When continental rifting does not develop on a stable continental lithosphere, geodynamic interpretation of igneous and metamorphic records, as well as structural and sedimentary imprints of rifting-related lithospheric extension, can be highly ambiguous since different mechanisms can be responsible for regional HT–LP metamorphism. This is the case of the European Alps, where the exposure of Variscan structural and metamorphic imprints within the present-day Alpine structural domains indicates that before the Pangaea break-up, the continental lithosphere was thermally and mechanically perturbed by Variscan subduction and collision.

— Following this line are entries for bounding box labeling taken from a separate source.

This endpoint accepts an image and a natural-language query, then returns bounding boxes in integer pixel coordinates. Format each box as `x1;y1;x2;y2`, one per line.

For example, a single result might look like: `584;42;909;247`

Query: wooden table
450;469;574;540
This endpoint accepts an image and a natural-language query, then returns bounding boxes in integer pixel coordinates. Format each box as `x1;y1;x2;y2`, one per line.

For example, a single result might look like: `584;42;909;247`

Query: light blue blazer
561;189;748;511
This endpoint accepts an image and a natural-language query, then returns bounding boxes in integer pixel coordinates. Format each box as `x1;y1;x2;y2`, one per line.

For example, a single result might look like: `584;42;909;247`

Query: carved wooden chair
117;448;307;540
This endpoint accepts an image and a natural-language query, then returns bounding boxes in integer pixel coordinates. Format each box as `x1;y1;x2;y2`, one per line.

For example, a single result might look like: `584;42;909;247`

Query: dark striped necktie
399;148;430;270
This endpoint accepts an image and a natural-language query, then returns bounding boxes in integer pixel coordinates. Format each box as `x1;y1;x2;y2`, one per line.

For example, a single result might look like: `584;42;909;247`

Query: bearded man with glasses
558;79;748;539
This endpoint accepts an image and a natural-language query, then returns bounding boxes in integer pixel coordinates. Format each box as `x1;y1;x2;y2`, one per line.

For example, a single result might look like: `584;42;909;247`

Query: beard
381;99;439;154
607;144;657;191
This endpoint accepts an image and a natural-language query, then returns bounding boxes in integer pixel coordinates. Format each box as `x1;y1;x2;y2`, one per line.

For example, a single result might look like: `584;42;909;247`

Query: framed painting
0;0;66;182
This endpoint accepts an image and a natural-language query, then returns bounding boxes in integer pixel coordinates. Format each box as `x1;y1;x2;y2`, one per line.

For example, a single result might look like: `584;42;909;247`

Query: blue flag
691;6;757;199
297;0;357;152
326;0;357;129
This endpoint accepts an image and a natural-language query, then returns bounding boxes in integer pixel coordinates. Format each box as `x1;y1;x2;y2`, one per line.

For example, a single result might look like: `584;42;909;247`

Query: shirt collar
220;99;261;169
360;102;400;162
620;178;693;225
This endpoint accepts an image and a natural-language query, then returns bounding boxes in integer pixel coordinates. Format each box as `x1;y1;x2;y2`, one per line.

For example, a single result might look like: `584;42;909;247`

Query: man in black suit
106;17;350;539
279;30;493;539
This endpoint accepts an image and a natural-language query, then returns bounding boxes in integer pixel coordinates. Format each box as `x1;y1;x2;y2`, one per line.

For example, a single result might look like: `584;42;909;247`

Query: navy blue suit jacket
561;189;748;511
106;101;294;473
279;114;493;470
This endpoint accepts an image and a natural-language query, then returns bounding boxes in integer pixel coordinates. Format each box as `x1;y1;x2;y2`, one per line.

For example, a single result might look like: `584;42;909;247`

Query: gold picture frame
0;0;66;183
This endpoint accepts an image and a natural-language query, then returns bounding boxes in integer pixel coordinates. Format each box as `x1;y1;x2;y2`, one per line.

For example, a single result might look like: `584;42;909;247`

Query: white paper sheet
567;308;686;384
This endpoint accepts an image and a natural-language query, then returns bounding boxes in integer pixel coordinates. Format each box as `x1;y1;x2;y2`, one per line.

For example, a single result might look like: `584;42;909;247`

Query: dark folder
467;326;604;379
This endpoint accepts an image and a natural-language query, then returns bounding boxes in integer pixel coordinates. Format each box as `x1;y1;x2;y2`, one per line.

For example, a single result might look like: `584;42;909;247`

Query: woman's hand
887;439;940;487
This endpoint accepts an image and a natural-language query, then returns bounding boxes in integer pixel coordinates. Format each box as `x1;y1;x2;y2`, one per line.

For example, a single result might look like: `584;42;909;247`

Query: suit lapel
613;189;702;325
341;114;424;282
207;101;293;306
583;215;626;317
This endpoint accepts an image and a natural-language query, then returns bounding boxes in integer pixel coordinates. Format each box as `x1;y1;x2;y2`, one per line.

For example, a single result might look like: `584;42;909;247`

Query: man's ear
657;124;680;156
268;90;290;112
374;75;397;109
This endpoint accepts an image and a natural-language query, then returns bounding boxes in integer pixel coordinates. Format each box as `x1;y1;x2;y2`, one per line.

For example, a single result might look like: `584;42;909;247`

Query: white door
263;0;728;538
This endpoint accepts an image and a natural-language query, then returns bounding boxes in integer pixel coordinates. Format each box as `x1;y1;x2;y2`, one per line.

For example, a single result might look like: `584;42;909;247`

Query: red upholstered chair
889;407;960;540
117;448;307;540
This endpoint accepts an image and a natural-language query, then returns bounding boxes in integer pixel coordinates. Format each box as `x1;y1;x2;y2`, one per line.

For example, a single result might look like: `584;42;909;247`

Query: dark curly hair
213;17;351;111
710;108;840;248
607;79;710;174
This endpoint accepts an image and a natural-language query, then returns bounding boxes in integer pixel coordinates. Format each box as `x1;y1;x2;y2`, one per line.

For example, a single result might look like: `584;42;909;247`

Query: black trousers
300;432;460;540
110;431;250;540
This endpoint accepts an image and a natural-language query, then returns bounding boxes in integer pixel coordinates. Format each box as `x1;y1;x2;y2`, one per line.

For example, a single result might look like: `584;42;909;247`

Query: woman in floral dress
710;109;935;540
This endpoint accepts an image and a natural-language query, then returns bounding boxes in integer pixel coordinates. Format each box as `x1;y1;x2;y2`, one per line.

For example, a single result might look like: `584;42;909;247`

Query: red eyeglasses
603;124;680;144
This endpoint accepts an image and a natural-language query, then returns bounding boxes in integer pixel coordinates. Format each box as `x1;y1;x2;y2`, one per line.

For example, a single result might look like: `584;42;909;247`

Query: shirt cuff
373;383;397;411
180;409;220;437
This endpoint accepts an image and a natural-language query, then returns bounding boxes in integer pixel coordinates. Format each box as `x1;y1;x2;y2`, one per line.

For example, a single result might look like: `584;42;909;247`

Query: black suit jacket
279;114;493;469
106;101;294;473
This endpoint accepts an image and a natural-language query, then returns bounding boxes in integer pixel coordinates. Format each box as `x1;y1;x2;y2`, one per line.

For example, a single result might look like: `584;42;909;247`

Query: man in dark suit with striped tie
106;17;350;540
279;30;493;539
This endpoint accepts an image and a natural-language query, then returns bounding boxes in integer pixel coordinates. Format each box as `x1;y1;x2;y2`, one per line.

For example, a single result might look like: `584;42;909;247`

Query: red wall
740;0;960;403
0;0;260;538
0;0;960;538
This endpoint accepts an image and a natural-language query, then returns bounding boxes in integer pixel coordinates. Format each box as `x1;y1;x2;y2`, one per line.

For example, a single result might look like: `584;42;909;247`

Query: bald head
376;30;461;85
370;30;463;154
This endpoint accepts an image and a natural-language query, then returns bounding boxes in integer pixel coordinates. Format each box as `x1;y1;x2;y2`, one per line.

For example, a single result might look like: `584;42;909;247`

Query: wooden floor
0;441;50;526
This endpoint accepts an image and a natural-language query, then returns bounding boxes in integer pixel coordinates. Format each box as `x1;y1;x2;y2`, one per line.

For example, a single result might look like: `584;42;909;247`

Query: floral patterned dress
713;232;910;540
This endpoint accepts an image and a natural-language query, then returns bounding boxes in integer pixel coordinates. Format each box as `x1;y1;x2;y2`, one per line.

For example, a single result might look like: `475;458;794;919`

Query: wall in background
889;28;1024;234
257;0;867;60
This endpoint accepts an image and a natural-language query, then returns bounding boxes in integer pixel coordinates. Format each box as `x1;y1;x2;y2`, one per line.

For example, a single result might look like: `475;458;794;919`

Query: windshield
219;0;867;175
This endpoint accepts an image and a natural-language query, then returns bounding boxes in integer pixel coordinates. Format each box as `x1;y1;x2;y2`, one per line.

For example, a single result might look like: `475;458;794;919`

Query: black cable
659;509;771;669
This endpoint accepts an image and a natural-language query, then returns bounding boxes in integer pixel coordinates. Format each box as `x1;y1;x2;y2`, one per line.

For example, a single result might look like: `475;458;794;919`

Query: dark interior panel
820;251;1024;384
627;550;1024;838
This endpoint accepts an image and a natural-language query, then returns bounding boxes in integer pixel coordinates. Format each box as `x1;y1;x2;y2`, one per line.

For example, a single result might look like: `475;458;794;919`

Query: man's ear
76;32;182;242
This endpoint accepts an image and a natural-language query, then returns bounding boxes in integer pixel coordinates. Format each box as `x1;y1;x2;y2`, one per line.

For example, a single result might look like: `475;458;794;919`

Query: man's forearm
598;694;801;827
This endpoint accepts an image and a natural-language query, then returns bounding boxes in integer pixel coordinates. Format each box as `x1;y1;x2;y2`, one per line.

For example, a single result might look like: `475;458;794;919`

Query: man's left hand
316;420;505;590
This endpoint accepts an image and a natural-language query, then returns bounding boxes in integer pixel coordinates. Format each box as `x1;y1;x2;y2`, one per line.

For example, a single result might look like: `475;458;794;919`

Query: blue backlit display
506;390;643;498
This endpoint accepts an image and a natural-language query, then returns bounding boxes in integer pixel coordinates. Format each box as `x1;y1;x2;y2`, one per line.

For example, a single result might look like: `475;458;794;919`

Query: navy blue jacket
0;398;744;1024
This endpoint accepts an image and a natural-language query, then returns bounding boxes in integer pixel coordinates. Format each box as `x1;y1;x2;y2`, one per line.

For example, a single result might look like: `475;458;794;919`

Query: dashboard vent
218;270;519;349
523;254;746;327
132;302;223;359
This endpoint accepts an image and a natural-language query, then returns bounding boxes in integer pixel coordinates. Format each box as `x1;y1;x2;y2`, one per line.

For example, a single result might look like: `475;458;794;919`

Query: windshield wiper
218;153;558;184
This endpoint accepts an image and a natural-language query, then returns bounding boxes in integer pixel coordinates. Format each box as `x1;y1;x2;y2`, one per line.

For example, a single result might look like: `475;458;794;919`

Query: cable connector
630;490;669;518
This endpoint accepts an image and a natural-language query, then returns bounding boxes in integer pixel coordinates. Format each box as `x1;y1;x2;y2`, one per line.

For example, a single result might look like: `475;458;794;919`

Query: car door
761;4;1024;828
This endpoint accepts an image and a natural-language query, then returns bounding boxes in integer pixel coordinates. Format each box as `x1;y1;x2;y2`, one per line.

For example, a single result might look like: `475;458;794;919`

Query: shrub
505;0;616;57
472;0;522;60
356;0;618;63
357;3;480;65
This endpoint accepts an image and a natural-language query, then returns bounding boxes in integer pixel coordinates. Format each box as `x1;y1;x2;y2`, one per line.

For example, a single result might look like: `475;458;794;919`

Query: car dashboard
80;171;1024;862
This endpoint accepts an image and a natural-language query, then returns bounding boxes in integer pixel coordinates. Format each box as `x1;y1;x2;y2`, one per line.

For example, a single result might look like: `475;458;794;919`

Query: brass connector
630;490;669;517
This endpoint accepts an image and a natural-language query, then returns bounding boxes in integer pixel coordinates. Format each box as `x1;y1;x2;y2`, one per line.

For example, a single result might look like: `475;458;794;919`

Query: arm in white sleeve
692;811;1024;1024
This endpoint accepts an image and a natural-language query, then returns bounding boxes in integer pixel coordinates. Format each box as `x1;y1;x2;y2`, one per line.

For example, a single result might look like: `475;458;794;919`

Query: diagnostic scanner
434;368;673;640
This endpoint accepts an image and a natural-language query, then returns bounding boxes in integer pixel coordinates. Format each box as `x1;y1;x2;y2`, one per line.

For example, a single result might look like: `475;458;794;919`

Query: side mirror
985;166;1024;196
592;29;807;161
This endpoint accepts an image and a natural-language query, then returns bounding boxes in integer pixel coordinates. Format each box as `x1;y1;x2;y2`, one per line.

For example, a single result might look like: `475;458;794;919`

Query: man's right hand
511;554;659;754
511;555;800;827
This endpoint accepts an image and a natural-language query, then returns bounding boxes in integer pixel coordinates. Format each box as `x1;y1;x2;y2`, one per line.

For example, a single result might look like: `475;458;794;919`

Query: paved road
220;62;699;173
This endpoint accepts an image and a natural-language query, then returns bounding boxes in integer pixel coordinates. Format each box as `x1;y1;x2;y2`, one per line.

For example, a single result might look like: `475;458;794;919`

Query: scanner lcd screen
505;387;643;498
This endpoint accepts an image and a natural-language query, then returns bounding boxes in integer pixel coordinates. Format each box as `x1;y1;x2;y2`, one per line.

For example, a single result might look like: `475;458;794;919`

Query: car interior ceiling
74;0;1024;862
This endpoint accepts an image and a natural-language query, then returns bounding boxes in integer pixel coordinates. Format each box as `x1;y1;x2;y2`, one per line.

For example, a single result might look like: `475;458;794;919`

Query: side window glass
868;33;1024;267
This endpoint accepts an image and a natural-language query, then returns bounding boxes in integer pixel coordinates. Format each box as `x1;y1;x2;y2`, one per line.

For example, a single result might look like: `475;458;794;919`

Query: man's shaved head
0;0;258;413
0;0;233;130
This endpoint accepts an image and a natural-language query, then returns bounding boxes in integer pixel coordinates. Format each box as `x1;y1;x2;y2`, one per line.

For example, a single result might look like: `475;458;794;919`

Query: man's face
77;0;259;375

To reduce this ambiguity, we use finite-element techniques to implement numerical geodynamic models for analysing the effects of active extension during the Permian–Triassic period (from 300 to 220 Ma), overprinting a previous history of Variscan subduction-collision up to 300 Ma. The lithosphere is compositionally stratified in crust and mantle and its rheological behaviour is that of an incompressible viscous fluid controlled by a power law. Model predictions of lithospheric thermal state and strain localization are compared with metamorphic data, time interval of plutonic and volcanic activity and coeval onset of sedimentary environments. Our analysis confirms that the integrated use of geological data and numerical modelling is a valuable key for inferring the pre-orogenic rifting evolution of a fossil passive margin. In the specific case of the European Alps, we show that a relative high rate of active extension is required, associated for example with a far extensional field, to achieve the fit with the maximal number of tectonic units. Furthermore, in this case only, thermal conditions allowing partial melting of the crust accompanying gabbroic intrusions and HT–LP metamorphism are generated. The concordant set of geological events that took place from Permian to Triassic times in the natural Alpine case is justified by the model and is coherent with the progression of lithospheric thinning, later evolving into the appearance of oceanic crust.